E’ in questa direzione che F-Secure ha focalizzato la propria evoluzione nel corso degli ultimi anni, evoluzione – come sottolineato da Antonio Pusceddu, Country Manager della filiale italiana – che è stata sigillata con una serie di acquisizioni orientate ad estendere il dominio applicativo nella più ampia accezione della cybersecurity. Il che significa identificare la sicurezza come un vero e proprio processo e come tale riuscire a governarlo e gestirlo, mettendo a punto soluzioni mirate a prevenire e minimizzare gli attacchi – importante in questo contesto il contributo derivante dall’inclusione di tecniche di machine learning e analytics –  generando così capacità di reazione che mettono ciascuna azienda nella potenziale condizione di gestire al meglio il rischio informatico.

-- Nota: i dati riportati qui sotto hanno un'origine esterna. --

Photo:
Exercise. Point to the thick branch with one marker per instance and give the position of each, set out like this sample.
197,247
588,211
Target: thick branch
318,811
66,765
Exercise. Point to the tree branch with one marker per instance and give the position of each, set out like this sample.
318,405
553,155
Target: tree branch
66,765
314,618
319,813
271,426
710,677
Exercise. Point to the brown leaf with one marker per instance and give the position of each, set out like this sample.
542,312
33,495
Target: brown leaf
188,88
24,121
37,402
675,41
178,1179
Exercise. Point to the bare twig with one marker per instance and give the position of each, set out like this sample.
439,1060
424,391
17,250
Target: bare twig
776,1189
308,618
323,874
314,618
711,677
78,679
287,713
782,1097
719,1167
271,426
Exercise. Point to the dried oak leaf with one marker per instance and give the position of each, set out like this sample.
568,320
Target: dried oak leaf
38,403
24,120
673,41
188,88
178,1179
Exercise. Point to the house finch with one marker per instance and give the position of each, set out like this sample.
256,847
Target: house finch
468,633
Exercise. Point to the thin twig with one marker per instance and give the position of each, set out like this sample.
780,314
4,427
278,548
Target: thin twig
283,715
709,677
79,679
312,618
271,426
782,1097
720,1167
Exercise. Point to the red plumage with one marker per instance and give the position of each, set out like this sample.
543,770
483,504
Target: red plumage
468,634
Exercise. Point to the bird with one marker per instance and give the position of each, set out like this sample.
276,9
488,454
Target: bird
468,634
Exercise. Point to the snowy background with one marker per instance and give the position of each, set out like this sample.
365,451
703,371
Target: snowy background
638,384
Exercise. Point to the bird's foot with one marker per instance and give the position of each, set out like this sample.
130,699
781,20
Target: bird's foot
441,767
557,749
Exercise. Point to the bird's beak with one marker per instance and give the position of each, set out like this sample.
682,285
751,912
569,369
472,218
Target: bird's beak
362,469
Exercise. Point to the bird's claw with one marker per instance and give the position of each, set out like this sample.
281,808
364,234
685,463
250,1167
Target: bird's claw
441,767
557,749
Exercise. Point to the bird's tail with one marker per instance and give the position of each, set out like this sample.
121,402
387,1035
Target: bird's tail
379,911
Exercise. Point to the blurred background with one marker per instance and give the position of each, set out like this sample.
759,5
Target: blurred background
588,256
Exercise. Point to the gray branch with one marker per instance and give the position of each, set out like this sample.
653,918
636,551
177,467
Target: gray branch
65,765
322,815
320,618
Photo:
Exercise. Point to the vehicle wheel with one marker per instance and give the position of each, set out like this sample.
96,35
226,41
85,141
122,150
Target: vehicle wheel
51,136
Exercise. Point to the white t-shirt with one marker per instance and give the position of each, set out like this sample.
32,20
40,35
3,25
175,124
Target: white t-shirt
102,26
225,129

Una logica, quella di cui sopra, che viene traslata da F-Secure in tre grandi aree funzionali, che comprendono la protezione dell’endpoint e delle minacce avanzate e la gestione delle vulnerabilità. Il posizionamento di offerta messo in atto da F-Secure è così allineato a sostenere le nuove sfide che si sono evidenziate negli ultimi anni, sfide che, a differenza del passato, tendono sempre più a sfruttare le zone grigie del conglomerato delle risorse – logiche, fisiche e applicative – che vanno a comporre i sistemi informativi aziendali, ormai non più delimitati dal perimetro tradizionale on premise, ma allargati ed estesi alla dimensione cloud, area nei confronti della quale F-Secure è andata a implementare soluzioni dedicate.

Un salto quantico, quello realizzato in questi ultimi anni da F-Secure rispetto all’offerta pregressa basata sulla sola protezione dell’endpoint, che permette ora di posizionarsi come interlocutore a tutto tondo per tutte quelle aziende che hanno interesse nel realizzare un sistema di difesa con un livello di sofisticazione adeguato alle minacce attuali.  Tecnologia – come affermato da Antonio Pusceddu – che per rispondere alle esigenze delle aziende mid-market viene ora declinata attraverso una proposizione di servizio gestito, quest’ultimo considerato la modalità emergente attraverso la quale poter trarre tutti i vantaggi della completezza funzionale di cyber security.